W nowym budżecie Polska dostanie 64 mld euro z funduszy spójności - czyli o 19,5 mld euro mniej niż obecnie. Europoseł Jacek Saryusz-Wolski w Sygnałach Dnia radiowej Jedynki powiedział, że było wiadomo, iż Polska, z uwagi na lepszą sytuację gospodarczą, otrzyma mniej środków z nowego unijnego budżetu. Oczywiście innego zdania są posłowie totalnej opozycji. Co więcej Róża Thun wyszła z jeszcze bardziej śmiałą tezą twierdzą, że z powodu polityk PiS ukarane zostały także takie kraje jak Czechy czy Malta.
– Oczywiście, że na tym etapie nie da się powiedzieć, że Polska jest karana za coś konkretnego. Cały kształt tej współpracy tak się układa, że Polska jest wspierana albo nie jest wspierana w tym budżecie - stwierdziła Róża Thun na antenie Polsat News.
Dziennikarka Polsat News zapytała co z takimi państwami, jak Czechy, Malta, którym również zostały obcięte środki.
– My musimy traktować, jako nasz cały region razem.
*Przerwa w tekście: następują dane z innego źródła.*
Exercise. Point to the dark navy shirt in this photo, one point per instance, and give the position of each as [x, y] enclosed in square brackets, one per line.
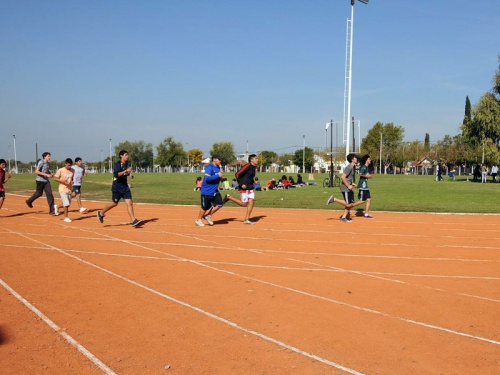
[120, 184]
Nasz cały region otrzymywał ogromne pieniądze ze spójności. (...) Jeżeli na Polskę nie ma takiego zapału, by dalej płacić na Węgry. (...) Jeżeli niektóre kraje łamią prawo i zmienia się całą politykę spójności to przez te kraje cierpi cały region i niestety przez polski i węgierski rząd cierpi cały region i są oni winni tego i inne kraje przez to cierpią - powiedziała w swoim wywodzie Róża Thun.
Prowadząca program zauważyła, że Malta nie należy do tego regionu.
– Co prawda geograficznie nie należy do tego regionu, ale wchodziła z nami do Unii Europejskiej i razem z nami dostawała te fundusze spójności - broniła się polityk.